The Whites needed to get Alzheimerski to the nearest open patch of ground a British DH9 could land on, so they could bundle the old general onboard and get him to safety; getting his valuables off the table would be a bonus. The Reds were trying to capture Alzheimerski, as part of some scheme of Blotski’s to help him gain influence in Moscow.
To represent the various Red forces involved not really wanting anything to do with Blotski’s scheme, we threw a Hesitant Troops card into the mix for the Reds. The Whites also had a card for Alzheimerski, such that if his card came up before the actual officers of a unit he was attached to, he had a chance to lead that unit off on a death-or-glory charge — or he might do nothing at all…
The game started with the White cavalry, having gathered up the old man and gotten him on a horse, taking off cross country on a direct line to the planned landing zone of the British aircraft. This left the Red trucks and armoured cars at a disadvantage, as they move slower offroad than horses do. The armoured car took off to meet up with the local Red Guard, while the sailors pushed their trucks uphill a bit then began to get out, intending to get into the woods to fend off the White cavalry.
Unfortunately, that ended badly when the White horse came through the woods and down the hill much faster than the sailors were expecting. The cavalry didn’t even slow down, sabering half the sailors dead and thundering onward toward the rendezvous with the escape aircraft. (When cav catch infantry in the open in M&B, they get to double their melee dice… this lead to the cavalry having about two dozen dice in melee to the sailor’s ten or so… it was ugly.)

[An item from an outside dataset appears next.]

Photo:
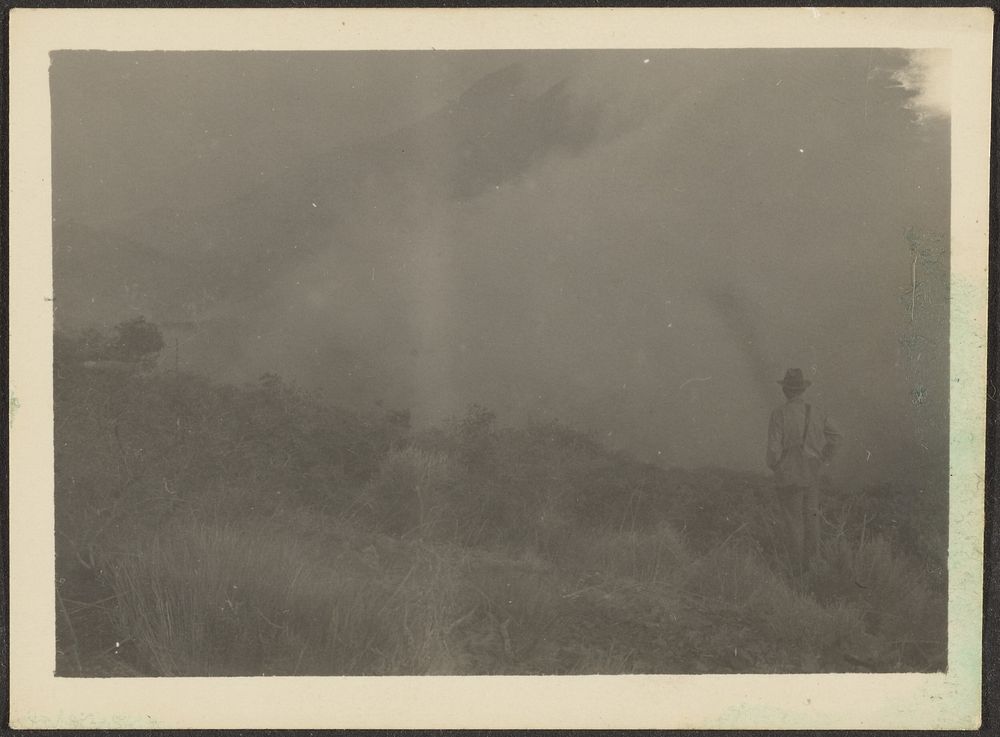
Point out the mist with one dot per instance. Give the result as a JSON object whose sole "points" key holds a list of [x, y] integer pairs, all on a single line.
{"points": [[638, 243]]}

On the other side of the hill, the Red armoured car and Red Guard did manage to catch up to the White infantry guarding the pack train with the old General’s valuables. Two heavy machine guns and some rifle fire drove the White infantry off in short order and scattered the pack animals, who ran up the hill into the waiting arms of the surviving half of the Red sailors, who discovered that General Alzheimerski’s valuables were very valuable indeed!
We had a few questions about vehicles in M&B, which I’ll take up with the very helpful folks on the TooFatLardies mailing list, but it was a good quick game overall. The armoured car is slow, clumsy but deadly (which feels about right) and cavalry are fast and lethal when they’re able to run over unsupported infantry. I’m looking foward to more varied games now that we’ve got something other than just infantry on the table!